Naive Bayes Classifier

What's the Problem?

You've been getting a lot more spam bots texting you lately, and instead of blocking them manually, you've decided to build a classifier which can automatically predict whether a message is spam or not. You've noticed that messages from spam bots tend to have different vocabulary compared to what your friends send you, so you take a sample of messages and plot how many times certain words appear.

Word Frequency Column Chart

Clearly, if some words appear more than others, it is more likely that the message is from a spam bot. So, could we build a probabilistic classifier around that?

What is a Naive Bayes Classifier?

The idea behind Naives Bayes Classifiers is actually quite simple. Let's say we had \(K\) classes and \(n\) features, then if we assigned probabilities \(p(C_k | x_1, ..., x_n)\) to each class \(C_k\) given we have some feature vector \(\textbf{x} = (x_1, ..., x_n)\), then the model's best prediction would just be the class with the highest probablitiy.

For example, let's say we got a text with 4 occurences of the word "food", 2 occurences of the word "girly", 6 occurences of the word "love", and 0 occurrences of the word "money". We could represent that text as a vector \(\textbf{x} = (4, 2, 6, 0)\). Now, let's say that \(p(\text{Spam Message} | \textbf{x}) = 0.19\) and \(p(\text{Non-spam Message} | \textbf{x}) = 0.6\), then we would confidently say that the message is not spam.

The problem is how do we work out \(p(C_k | \textbf{x})\)? Fortunately, Bayes' Theorem comes to the rescue, because it tells us the conditional probabilitiy can be expressed as

\[ p(C_k | \textbf{x}) = \frac{p(C_k) p(\textbf{x} | C_k)}{p(\textbf{x})} \]

Often in Bayesian probability, the above equation will also be phrased as follows

\[ \text{posterior} = \frac{\text{prior} \times \text{likelihood}}{\text{evidence}} \]

We notice that for all \(C_k\), the denominator \(p(\textbf{x})\) doesn't change, so it's effectively a constant. Since we don't really care about the actual probability values but rather the predictions, we can just get rid of it for now to simplify our equations.

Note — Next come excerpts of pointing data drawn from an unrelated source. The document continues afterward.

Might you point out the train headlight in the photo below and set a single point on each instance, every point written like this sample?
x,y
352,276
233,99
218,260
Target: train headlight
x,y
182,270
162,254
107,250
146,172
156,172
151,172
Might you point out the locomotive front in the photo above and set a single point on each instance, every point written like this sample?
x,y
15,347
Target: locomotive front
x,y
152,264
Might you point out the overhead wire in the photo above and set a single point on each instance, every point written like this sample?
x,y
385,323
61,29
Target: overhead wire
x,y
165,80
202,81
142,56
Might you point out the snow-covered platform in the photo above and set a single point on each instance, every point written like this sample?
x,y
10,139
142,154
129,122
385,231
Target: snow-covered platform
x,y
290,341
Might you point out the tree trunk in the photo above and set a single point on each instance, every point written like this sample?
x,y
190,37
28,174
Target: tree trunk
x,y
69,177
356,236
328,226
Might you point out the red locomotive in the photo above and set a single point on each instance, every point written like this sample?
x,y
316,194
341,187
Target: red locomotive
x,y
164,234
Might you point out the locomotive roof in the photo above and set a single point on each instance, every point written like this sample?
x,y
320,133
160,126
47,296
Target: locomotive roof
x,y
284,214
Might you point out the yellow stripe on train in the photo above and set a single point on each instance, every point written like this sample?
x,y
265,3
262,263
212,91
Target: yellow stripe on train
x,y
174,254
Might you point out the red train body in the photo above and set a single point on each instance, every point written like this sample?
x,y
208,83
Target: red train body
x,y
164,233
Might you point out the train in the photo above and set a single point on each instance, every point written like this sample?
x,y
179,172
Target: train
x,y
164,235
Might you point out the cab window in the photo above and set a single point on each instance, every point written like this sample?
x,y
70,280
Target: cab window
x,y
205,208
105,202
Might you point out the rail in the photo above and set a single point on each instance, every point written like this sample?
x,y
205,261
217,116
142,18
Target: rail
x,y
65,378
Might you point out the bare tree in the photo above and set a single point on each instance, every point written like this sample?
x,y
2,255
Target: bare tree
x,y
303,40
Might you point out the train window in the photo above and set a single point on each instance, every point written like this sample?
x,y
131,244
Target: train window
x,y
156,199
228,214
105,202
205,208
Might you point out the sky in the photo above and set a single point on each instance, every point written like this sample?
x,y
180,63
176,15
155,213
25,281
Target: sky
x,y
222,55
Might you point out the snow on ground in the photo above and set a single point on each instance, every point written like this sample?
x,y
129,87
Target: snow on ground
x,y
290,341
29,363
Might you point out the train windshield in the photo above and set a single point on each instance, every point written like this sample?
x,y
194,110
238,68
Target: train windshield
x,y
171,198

\[ p(C_k | \textbf{x}) \propto p(C_k) p(\textbf{x} | C_k) \]

\(\propto\) is the "proportional to" symbol, since strictly speaking the terms aren't equal

Now, by using the chain rule repeatedly and by assuming that each of the features of \(\textbf{x}\) are independent (see here for details), we can get the following expression

\[ p(C_k | \textbf{x}) \propto p(C_k)\prod_{i=1}^{n}p(x_i|C_k) \]

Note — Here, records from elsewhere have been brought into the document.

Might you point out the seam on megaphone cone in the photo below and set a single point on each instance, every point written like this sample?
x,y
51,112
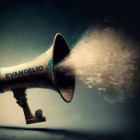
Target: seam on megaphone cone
x,y
1,91
54,64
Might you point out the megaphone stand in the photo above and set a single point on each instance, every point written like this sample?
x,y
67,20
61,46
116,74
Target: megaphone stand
x,y
20,95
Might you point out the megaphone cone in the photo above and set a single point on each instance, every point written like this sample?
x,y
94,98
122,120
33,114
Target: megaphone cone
x,y
40,73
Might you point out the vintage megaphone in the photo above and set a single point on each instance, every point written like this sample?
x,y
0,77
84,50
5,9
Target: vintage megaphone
x,y
40,73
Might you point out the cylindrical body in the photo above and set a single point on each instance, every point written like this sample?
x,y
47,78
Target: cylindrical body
x,y
37,73
41,72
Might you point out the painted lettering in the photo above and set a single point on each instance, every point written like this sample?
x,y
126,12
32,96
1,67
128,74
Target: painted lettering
x,y
12,74
25,71
40,68
20,72
33,70
7,75
30,70
16,73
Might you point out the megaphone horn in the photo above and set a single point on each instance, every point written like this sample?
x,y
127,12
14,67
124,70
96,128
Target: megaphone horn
x,y
39,73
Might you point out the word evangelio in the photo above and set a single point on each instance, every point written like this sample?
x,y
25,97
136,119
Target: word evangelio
x,y
25,71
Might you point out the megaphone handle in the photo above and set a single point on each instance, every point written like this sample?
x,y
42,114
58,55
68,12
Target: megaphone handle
x,y
20,95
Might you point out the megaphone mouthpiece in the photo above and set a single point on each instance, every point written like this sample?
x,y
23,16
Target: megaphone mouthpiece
x,y
40,73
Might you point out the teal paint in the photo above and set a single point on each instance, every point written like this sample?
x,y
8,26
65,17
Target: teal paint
x,y
49,68
25,71
1,91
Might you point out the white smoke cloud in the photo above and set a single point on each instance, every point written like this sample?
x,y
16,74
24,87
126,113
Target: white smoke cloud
x,y
103,60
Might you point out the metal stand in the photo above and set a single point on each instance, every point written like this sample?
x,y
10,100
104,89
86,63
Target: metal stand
x,y
20,95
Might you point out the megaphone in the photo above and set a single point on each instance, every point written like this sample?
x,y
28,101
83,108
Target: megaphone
x,y
40,73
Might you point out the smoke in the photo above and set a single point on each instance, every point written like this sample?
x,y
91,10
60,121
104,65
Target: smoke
x,y
103,58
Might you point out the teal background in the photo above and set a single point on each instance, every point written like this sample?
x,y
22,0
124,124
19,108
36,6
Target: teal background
x,y
27,29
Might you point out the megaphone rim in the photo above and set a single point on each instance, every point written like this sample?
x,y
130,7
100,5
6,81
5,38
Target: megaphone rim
x,y
58,34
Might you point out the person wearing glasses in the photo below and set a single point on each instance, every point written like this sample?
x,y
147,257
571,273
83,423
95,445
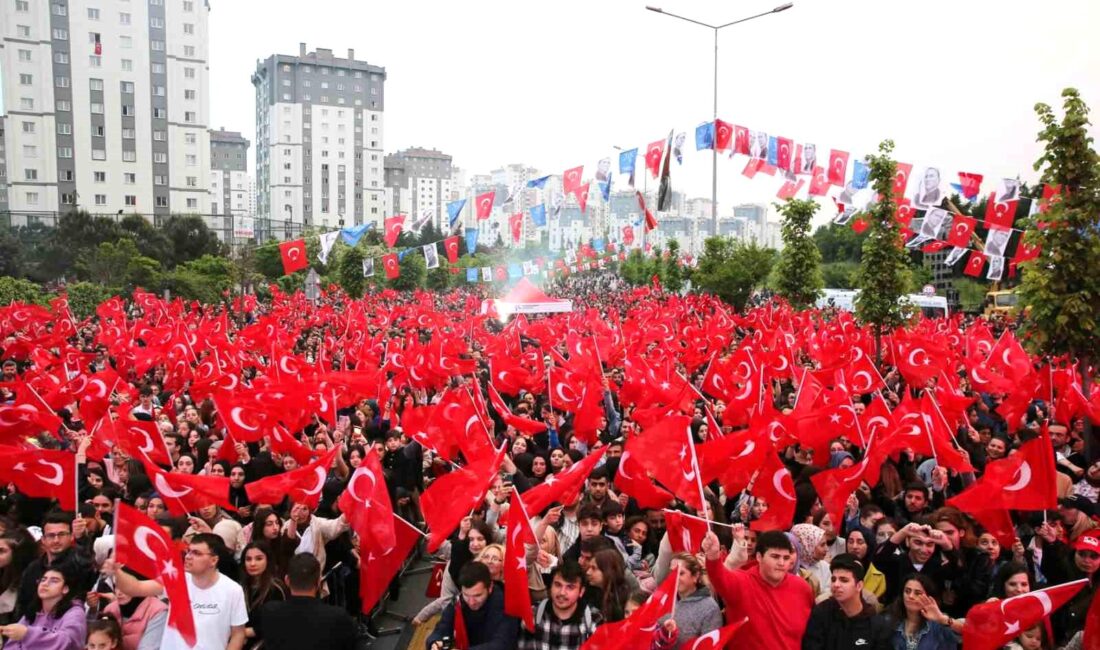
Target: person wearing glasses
x,y
52,621
59,531
217,601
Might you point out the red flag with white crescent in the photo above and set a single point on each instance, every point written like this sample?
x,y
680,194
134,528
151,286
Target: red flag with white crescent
x,y
141,544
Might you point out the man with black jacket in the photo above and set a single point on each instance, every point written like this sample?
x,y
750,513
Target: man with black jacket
x,y
846,620
486,626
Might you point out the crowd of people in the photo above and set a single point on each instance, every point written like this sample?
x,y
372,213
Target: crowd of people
x,y
897,563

That means, with some feature vector \(\textbf{x}\), our prediction \(\hat{y}\) will be

\[ \hat{y} = \underset{k \in \{0, ..., K\}}{\text{argmax}} p(C_k)\prod_{i=1}^{n}p(x_i|C_k) \]

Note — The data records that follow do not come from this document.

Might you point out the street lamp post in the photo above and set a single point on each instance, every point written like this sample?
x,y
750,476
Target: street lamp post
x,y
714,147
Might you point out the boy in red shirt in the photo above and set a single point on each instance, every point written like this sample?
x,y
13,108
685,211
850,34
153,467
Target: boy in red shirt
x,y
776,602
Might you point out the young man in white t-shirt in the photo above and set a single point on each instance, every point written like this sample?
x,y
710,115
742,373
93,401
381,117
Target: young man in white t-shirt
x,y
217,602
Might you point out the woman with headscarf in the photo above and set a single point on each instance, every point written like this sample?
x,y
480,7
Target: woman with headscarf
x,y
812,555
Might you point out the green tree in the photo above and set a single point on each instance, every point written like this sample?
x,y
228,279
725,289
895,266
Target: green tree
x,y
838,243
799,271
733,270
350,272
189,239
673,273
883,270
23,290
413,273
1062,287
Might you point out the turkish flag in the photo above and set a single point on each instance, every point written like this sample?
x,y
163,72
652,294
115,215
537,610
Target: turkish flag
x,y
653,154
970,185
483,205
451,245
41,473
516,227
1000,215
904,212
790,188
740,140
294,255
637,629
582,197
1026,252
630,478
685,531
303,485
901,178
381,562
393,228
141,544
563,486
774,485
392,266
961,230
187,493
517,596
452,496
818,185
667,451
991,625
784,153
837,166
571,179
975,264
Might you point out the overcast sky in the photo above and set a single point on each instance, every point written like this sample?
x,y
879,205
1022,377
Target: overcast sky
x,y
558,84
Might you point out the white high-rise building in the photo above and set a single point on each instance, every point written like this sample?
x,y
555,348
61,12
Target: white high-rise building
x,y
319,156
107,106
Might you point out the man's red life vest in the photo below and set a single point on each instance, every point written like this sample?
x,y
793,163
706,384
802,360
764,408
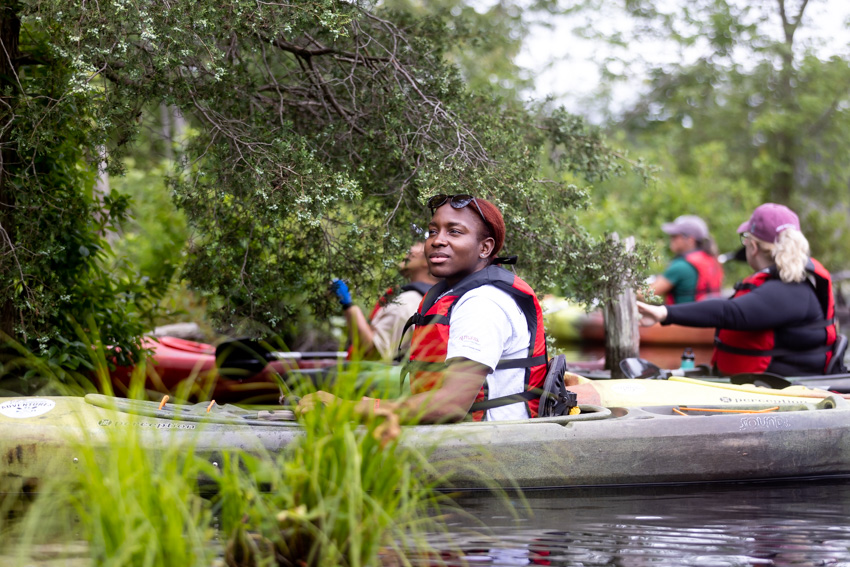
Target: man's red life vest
x,y
752,351
431,335
709,275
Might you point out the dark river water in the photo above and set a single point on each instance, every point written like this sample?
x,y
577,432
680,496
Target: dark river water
x,y
802,523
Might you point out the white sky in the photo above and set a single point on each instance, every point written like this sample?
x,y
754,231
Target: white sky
x,y
563,65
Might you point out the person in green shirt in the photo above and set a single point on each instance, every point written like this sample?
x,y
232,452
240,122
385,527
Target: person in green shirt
x,y
694,273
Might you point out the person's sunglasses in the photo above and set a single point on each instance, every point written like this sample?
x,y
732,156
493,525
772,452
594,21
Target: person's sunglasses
x,y
457,202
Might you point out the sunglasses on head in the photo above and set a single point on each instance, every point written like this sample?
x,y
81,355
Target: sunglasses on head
x,y
456,201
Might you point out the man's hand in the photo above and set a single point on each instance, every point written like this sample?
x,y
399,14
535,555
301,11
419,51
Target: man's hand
x,y
310,401
651,314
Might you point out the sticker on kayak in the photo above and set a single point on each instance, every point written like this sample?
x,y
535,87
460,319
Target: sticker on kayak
x,y
26,408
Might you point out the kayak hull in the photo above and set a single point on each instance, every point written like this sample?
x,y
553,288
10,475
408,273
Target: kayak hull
x,y
808,436
181,366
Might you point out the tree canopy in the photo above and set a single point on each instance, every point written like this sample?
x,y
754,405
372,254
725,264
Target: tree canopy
x,y
746,80
319,130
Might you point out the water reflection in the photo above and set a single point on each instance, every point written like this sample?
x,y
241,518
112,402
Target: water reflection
x,y
806,523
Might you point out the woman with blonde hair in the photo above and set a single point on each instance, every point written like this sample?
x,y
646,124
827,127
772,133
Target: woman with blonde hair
x,y
781,317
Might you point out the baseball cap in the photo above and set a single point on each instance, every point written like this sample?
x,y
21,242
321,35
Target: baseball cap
x,y
687,225
768,220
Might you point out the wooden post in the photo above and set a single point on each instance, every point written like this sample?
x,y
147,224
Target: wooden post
x,y
621,325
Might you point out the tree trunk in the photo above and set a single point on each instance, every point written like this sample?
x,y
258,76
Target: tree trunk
x,y
10,28
621,326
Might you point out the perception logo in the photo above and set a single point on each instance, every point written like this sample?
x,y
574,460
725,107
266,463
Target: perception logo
x,y
21,409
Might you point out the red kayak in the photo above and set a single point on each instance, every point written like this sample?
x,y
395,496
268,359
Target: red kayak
x,y
188,369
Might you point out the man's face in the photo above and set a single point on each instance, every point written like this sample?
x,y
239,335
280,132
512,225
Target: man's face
x,y
454,248
414,261
679,243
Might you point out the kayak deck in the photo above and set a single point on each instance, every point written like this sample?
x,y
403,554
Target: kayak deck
x,y
601,446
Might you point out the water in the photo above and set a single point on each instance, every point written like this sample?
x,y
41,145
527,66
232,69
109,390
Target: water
x,y
805,523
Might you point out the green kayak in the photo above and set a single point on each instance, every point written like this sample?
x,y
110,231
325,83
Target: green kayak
x,y
674,432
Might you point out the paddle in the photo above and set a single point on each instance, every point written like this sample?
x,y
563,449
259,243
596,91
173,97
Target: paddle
x,y
250,356
765,379
640,368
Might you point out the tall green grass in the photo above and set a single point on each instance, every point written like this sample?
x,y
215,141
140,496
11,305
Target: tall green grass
x,y
335,497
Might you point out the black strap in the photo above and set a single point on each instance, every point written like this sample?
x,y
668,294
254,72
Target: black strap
x,y
527,362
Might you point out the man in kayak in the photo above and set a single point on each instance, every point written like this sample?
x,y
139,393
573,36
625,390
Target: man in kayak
x,y
694,273
379,337
780,318
479,332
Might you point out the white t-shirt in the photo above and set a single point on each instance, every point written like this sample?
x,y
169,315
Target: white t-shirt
x,y
486,326
388,323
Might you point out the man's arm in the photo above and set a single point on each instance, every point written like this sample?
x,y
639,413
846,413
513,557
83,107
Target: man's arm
x,y
359,331
448,403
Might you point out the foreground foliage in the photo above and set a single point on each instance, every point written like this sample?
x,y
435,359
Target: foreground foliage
x,y
339,497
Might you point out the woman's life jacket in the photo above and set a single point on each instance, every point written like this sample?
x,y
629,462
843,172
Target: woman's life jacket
x,y
736,352
709,275
431,335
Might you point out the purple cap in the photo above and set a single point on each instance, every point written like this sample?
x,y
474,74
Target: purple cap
x,y
687,225
768,220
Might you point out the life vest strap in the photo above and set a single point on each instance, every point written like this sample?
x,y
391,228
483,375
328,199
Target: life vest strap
x,y
526,362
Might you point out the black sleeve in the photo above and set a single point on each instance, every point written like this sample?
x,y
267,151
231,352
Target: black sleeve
x,y
773,304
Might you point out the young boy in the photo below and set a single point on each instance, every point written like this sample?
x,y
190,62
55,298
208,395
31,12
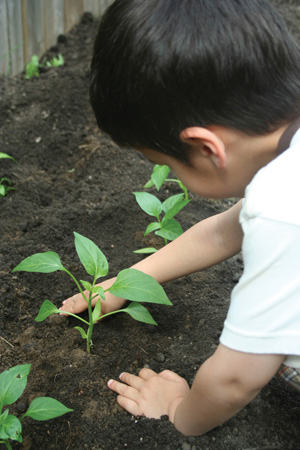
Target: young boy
x,y
212,89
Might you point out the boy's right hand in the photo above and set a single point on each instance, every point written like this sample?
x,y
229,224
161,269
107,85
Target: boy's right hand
x,y
76,304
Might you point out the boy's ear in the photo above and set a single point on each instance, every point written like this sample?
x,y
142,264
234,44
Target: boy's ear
x,y
205,143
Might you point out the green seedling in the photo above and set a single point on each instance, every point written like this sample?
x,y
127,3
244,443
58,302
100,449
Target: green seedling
x,y
33,67
130,284
165,225
12,385
5,183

Sometimes, however, some probabilities will be so small that the actual numbers risk underflowing on a computer, causing weird undefined behaviour. For that reason, some models will just take the log probability of everything.

\[ \hat{y} = \underset{k \in \{ 0, ..., K \}}{\text{argmax}} \log{(p(C_k))} + \sum_{i=1}^{n} \log{(p(x_i|C_k))} \]

Types of Naive Bayes Classifier

There are many different types of Naive Bayes Classifiers depending on what sort of probability distributions the feature variables are sampled from.

Bernoulli Naive Bayes: This is used with vectors with Boolean variables, such as \(\textbf{x} = (1, 1, 0, 0, 1)\).
Multinomial Naive Bayes: This is used with features from multinomial distributions. This is especially useful for non-negative discrete data, such as frequency counts. The above examples of counting words in a text message are a good example of this. Here, if the probability of seeing the word in a text message given a certain class is \(p_k\), the likelihood of it appearing \(c\) times would be \(p_k^c\).
Gaussian Naive Bayes: This is used with Gaussian/normal distributions. Typically when our feature variables are continuous, we assume that they're sampled from a gaussian distribution, and we thus calculate the likelihood \(p(x_i | C_k)\) as follows

\[ p(x_i | C_k) = \frac{1}{\sqrt{2 \pi \sigma_k^2}}e^{-\frac{(x_i - \mu_k)^2}{2 \sigma_k^2}} \]

\(\sigma_k^2\) is the variance of \(x_i\) associated with the class \(C_k\)

\(\mu_k\) is the mean of \(x_i\) associated with the class \(C_k\)

Alpha Value

Let's say you've received a text message with 20 occurrences of the word "money" and 1 occurrence of the word "food". Just looking at the column chart above, you'd expect that the text message would be labelled as spam. But since there aren't any spam messages in the training data with the word "food", the likelihood of having 1 occurrence in a spam message is 0, meaning \(p(\text{Spam Message} | (1, 0, 0, 20)) = 0\). This is clearly a problem, so what we do is something called Laplace smoothing. Effectively, we add an \(\alpha\) to all the occurences of everything in our training set to avoid multiplying anything by 0.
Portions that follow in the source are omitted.